Chaos Monkey provides tooling for injecting errors, instrumenting degraded conditions or causing outages, in a Juju environment. It's used within Juju's continuous integration and testing process to harden Juju core features, as well as charms and bundled solutions, against adverse conditions.
Chaos Monkey is installed from the Charm Store by simply running juju deploy cs:~juju-qa/trusty/chaos-monkey
. Once deployed it can be related to any service; Juju actions can then be used to release chaos on a service unit. See The Charm Store Readme for more detail.
The Chaos Monkey charm pulls it's library of chaos operations and the runner application from this repository. The charm installs the code on each service unit with which it has a relationship and when the start action is called, the runner is executed.
Using the Chaos Monkey charm is the recommended way to use the library. However, if you would like to add chaos routines see the following instruction.
Chaos operations are written in Python. Examples of existing operations can be seen under the chaos/ directory. Operations are grouped by type, for example chaos related to the network can be found in chaos/net.py and chaos related to killing processes or rebooting a service unit can be found in chaos/kill.py.

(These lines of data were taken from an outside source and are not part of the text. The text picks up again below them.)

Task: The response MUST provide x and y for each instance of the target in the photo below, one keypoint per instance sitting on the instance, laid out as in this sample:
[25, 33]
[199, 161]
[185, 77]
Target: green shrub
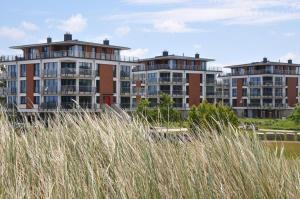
[212, 116]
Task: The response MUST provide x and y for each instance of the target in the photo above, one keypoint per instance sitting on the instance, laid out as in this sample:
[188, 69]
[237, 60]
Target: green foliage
[164, 112]
[295, 116]
[211, 116]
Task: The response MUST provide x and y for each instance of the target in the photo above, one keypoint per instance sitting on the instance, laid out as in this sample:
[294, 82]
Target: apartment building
[67, 74]
[263, 89]
[188, 80]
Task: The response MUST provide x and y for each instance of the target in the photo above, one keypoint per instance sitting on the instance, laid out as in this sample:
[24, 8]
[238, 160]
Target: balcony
[68, 89]
[177, 67]
[267, 83]
[11, 91]
[125, 91]
[50, 73]
[71, 54]
[178, 92]
[166, 80]
[68, 72]
[49, 106]
[86, 72]
[87, 89]
[261, 72]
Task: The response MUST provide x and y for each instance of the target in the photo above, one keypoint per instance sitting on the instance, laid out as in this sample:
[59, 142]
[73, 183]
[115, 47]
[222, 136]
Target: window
[12, 87]
[125, 71]
[50, 69]
[234, 94]
[22, 100]
[255, 92]
[50, 85]
[36, 70]
[244, 92]
[36, 100]
[36, 84]
[114, 87]
[12, 70]
[50, 99]
[152, 77]
[255, 81]
[23, 70]
[23, 86]
[234, 82]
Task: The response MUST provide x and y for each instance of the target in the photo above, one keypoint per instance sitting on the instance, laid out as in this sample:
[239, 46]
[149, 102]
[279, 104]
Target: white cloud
[122, 31]
[228, 12]
[289, 34]
[74, 24]
[139, 52]
[29, 26]
[287, 56]
[171, 26]
[12, 33]
[155, 1]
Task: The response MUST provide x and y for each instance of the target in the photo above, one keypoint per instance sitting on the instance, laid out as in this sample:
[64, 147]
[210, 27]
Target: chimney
[106, 42]
[49, 40]
[68, 37]
[165, 53]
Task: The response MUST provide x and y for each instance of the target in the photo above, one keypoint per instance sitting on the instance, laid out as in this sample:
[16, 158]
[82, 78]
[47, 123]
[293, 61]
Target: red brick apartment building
[188, 80]
[262, 89]
[67, 74]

In the code, a python class is the mechanism used to define a chaos type. This class needs to be derived from the ChaosMonkeyBase
class, found in chaos_monkey_base.py. ChaosMonkeyBase
enforces that the child class implement the get_chaos method, which must return a list of Chaos object instances. The Chaos
base class can also be found in chaos_monkey_base.py. Each operation for a given type is implemented as a pair of class methods; one method for enabling and one for disabling the chaos. References to these enable and disable methods are returned to the runner application when it calls get_chaos().
Lastly, if a new class has been added, its factory() meathod needs to be added to the factory list in ChaosMonkey.get_all_chaos()
in chaos_monkey.py, which will allow the operations provided by the new class to be discovered when the runner is invoked.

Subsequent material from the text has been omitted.